La Commissione blocca il provvedimento del decreto Balduzzi che avrebbe favorito una maggiore prudione degli agrumi siciliani, favorendo bevande che di frutta hanno ben poco.

©Tangopaso

Quando si dice che al peggio non c'è mai fine. Ora anche l'Europa interviene sull'agrumicultura, e lo fa con una vera e propria batosta. Infatti l'Unione ha stoppato l'aumento al 20%  di arancia nelle bibite di aranciata.

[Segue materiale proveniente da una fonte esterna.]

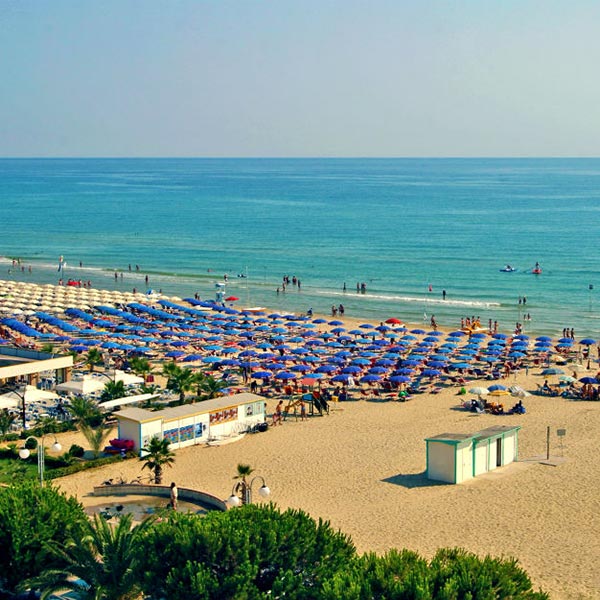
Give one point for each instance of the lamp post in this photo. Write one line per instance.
(24, 453)
(242, 491)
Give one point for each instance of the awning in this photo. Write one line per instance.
(127, 400)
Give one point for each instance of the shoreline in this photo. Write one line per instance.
(369, 307)
(361, 467)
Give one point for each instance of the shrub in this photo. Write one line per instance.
(76, 451)
(31, 444)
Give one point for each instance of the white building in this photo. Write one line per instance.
(456, 457)
(215, 420)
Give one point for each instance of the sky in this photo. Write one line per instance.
(303, 78)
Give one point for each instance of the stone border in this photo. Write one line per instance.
(136, 489)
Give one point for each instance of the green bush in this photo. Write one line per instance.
(76, 451)
(31, 443)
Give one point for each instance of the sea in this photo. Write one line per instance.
(425, 236)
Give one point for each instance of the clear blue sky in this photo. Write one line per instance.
(299, 78)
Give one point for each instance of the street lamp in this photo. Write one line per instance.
(242, 492)
(24, 453)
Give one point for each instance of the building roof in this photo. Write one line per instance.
(188, 410)
(484, 434)
(16, 362)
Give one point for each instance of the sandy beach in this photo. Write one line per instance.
(361, 467)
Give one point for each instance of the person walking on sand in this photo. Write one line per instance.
(174, 496)
(302, 411)
(277, 415)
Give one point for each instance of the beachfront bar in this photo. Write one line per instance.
(457, 457)
(210, 422)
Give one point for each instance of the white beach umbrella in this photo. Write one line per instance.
(479, 391)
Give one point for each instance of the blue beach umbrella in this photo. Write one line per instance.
(285, 375)
(370, 378)
(343, 378)
(431, 373)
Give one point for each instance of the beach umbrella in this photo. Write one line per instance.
(553, 371)
(343, 378)
(404, 371)
(479, 391)
(460, 365)
(211, 359)
(285, 375)
(261, 375)
(360, 361)
(431, 372)
(370, 378)
(326, 369)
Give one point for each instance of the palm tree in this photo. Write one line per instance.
(179, 380)
(141, 366)
(243, 471)
(100, 561)
(48, 348)
(158, 455)
(211, 387)
(112, 390)
(6, 420)
(96, 438)
(93, 358)
(85, 412)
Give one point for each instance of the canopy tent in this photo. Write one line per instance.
(127, 400)
(126, 378)
(82, 387)
(30, 394)
(8, 402)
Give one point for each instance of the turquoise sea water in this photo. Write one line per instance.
(398, 225)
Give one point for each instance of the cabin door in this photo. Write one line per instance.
(499, 452)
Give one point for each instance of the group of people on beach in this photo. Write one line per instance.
(337, 309)
(286, 282)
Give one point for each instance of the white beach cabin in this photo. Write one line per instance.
(456, 457)
(211, 421)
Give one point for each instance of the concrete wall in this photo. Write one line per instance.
(481, 458)
(440, 461)
(510, 448)
(195, 496)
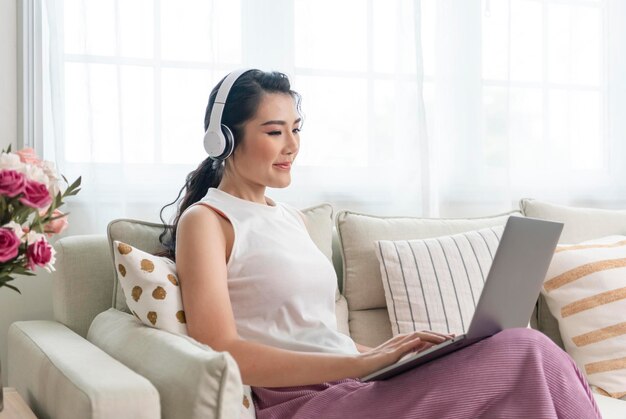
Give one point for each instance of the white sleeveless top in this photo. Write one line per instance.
(281, 286)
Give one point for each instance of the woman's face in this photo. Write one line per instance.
(270, 138)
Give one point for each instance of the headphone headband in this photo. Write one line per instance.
(218, 138)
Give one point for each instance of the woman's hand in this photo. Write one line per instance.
(395, 348)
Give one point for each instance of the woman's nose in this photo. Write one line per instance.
(293, 143)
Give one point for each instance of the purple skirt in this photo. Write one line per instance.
(517, 373)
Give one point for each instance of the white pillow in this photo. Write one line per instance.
(434, 284)
(585, 290)
(151, 288)
(152, 292)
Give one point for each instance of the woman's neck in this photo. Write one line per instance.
(249, 193)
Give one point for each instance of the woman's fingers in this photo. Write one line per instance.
(436, 337)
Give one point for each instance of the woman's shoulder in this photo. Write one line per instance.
(295, 212)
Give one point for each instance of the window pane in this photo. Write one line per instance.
(89, 27)
(575, 129)
(586, 139)
(495, 126)
(394, 36)
(184, 97)
(526, 40)
(331, 34)
(201, 30)
(495, 40)
(394, 122)
(92, 113)
(335, 115)
(136, 28)
(574, 44)
(77, 129)
(429, 20)
(137, 103)
(559, 127)
(526, 112)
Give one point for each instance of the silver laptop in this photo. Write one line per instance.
(511, 289)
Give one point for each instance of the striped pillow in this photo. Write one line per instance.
(434, 284)
(585, 289)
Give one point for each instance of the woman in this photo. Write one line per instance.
(255, 285)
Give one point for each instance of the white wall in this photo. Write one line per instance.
(35, 302)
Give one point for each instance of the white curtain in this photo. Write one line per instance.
(423, 108)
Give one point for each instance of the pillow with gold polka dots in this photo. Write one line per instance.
(151, 288)
(152, 292)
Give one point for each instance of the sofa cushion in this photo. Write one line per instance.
(193, 380)
(585, 289)
(362, 282)
(580, 224)
(145, 236)
(434, 284)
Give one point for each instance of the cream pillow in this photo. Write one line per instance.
(152, 292)
(151, 288)
(585, 290)
(434, 284)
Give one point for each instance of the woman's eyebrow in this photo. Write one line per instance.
(277, 122)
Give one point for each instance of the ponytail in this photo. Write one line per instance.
(208, 175)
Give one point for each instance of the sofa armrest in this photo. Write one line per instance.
(61, 375)
(194, 381)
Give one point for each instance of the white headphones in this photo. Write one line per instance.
(218, 138)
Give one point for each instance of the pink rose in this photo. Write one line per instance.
(38, 253)
(12, 182)
(28, 156)
(36, 195)
(9, 244)
(56, 226)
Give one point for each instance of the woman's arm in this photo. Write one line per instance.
(201, 266)
(362, 348)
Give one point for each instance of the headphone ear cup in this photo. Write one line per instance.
(229, 142)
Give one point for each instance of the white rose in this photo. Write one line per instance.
(32, 237)
(49, 266)
(36, 174)
(17, 229)
(10, 161)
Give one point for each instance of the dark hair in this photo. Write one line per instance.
(241, 106)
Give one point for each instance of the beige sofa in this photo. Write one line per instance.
(96, 360)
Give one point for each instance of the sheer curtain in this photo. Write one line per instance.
(422, 108)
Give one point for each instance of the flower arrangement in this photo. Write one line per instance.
(30, 195)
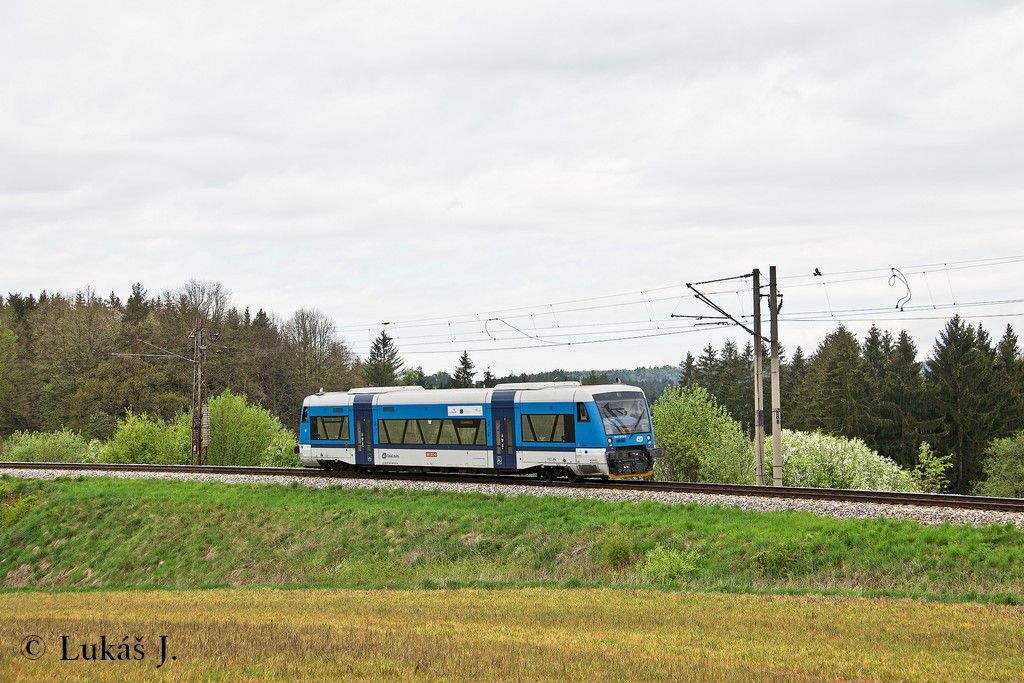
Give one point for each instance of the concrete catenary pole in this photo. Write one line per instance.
(201, 415)
(776, 400)
(759, 390)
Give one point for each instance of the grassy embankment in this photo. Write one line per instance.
(112, 534)
(525, 635)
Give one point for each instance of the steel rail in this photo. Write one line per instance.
(834, 495)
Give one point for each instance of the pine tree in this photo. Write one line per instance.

La scure che si abbatte sui produttori di agrumi è davvero impressionante, basti pensare che solo in sicilia le piantagioni di agrumi ricoprono circa 60mila ettari per una produzione di almeno 11 milioni di quintali di frutta. Numeri che fanno capire quanto sia importante questo settore per l'economia siciliana.

Da canto suo la Coldiretti Sicilia interviene a muso duro su questa nuova posizione continentale con la quale si ferma il decreto Balduzzi, che prevedeva l'incremento della frutta nelle bevande. L''Ufficio giuridico della Commissione europea ha infatti respinto quanto riportato dal decreto italiano in quanto sarebbe in contrasto con la direttiva comunitaria sulla libera circolazione delle merci.

Il presidente della Coldiretti sicula Alessandro Chiarelli e il direttore regionale Giuseppe Campione dichiarano all'unisono: "L’aumento del contenuto di arancia al 20 per cento era quello minimo non solo per ottenere un adeguato incremento commerciale ma soprattutto perché le vitamine contenute nell’arancia sono indispensabili per la salute. Con l’incremento del 20 per cento si sarebbero vendute almeno 200 milioni di chili di arance in più – proseguono Alessandro Chiarelli e Giuseppe Campione - in questo modo invece si continua a mantenere un sistema di bevande a bassissimo contenuto di agrumi che di certo non aiuta la salute dei consumatori.
A questo punto ci auguriamo che la bevanda piena di zucchero e poca frutta venga sostituita con scelte più adeguate come le spremute: nelle scuole, nelle mense, negli ospedali e in tutti i luoghi pubblici occorre incrementare la presenza di macchine spremiagrumi che a prezzi adeguati offrono vitamine."

Insomma un'altra contestabile visione alimentare imposta dall'alto, viene pagata non solo economicamente dalla Sicilia, ma anche dalla salute della popolazione europea, alla quale viene imposto di bere zucchero e coloranti invece di frutta.